В наше время, конечно, проще и быстрее распечатать из интернета  :Smilie:

----------

Дмитрий С (17.01.2013)

----------


## Еше Нинбо

> В наше время, конечно, проще и быстрее распечатать из интернета


Внезнаковую передачу? :Smilie:

----------


## Ho Shim

> Внезнаковую передачу?


Внезнаковую и печатать не надо)

----------


## Топпер

> Внезнаковую передачу?


А её по хай-фай  :Smilie:

----------

Дмитрий С (18.01.2013)

----------


## Еше Нинбо

> А её по хай-фай


Махасиддха :Smilie:

----------


## Пема Ванчук

Косе Утияма-роси писал, что единственный учитель- это дзадзэн. А еще читал, что без Учителя довольно велик риск подцепить "чаньскую болезнь", правда, и при наличии Учителя эта хворь может пристать.

----------

Дмитрий С (17.01.2013)

----------


## Дмитрий С

> Простите, глупее и представить себе сложно)) Учитель и нужен для того, чтобы взглянуть на себя со стороны. А если вы сами себе хотите отвечать, зачем кого-то рисовать))


Ну, ежели Вы ждете кого-то, который придет и Вас освободит, то Вам придется еще долго ждать  :Wink: 

Считаете глупым рисовать учителя, не рисуйте! Можно, как я уже говорил, сказать несколько слов от имени ножки стула, на которой Вы сидите. Чем лучше Вы отождествитесь с ножкой стула, тем больше пользы будет.

А впрочем, судя по резкости Вашей реакции, придется Вам все же дождаться Великого Наставника  :Smilie: . Когда дождетесь, пожалуйста, дайте мне знать  :Wink: .

----------


## Дмитрий С

> Косе Утияма-роси писал, что единственный учитель- это дзадзэн.
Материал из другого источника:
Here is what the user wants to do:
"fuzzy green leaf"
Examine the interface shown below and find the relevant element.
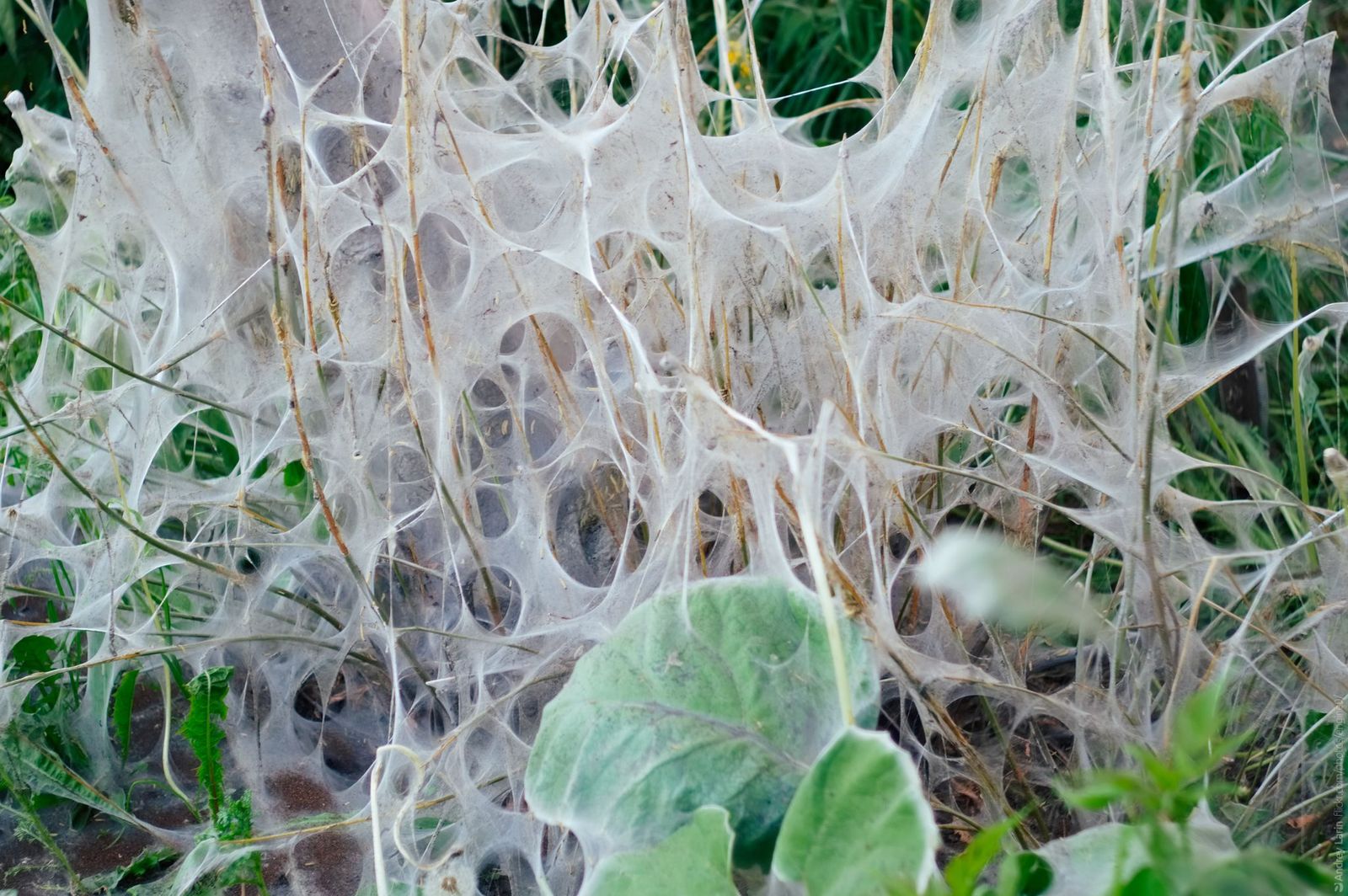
[112,669,140,763]
[178,665,234,818]
[773,728,939,896]
[585,806,736,896]
[524,578,879,862]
А еще читал, что без Учителя довольно велик риск подцепить "чаньскую болезнь", правда, и при наличии Учителя эта хворь может пристать.


Пока что я как раз вижу, что эта хворь передается через учителей  :Smilie: .

----------

Леонид Ш (17.01.2013), Пема Ванчук (18.01.2013)

----------


## Денис Евгеньев

> Косе Утияма-роси писал, что единственный учитель- это дзадзэн. А еще читал, что без Учителя довольно велик риск подцепить "чаньскую болезнь", правда, и при наличии Учителя эта хворь может пристать.


То есть с дзадзеном (единственным учителем  :Smilie:  ) и _ещё несколькими_ учителями риск снижается.

----------

Дмитрий С (17.01.2013)

----------


## Дмитрий С

> То есть с дзадзеном (единственным учителем  ) и _ещё несколькими_ учителями риск снижается.


У меня кроме дзадзена есть еще один постоянный учитель - мой кот  :Smilie: . 

В психологии есть фундаментальное понятие - проекция, и те (идиотские по мнению коллег) упражения, о которых я говорил, как раз очень эффективно работают с нашими проекциями. Чем лучше "растворяешься" во внешнем объекте, тем свежее становишься при "возвращении". 

Хороший внешний учитель отличается тем, что на него проектируешь свои сильные стороны. Плохой - навязывает тебе свои "плохие" проекции. Насколько я вижу, "плохих" учителей гораздо больше, чем хороших  :Frown: . Так что вопрос неоднозначный...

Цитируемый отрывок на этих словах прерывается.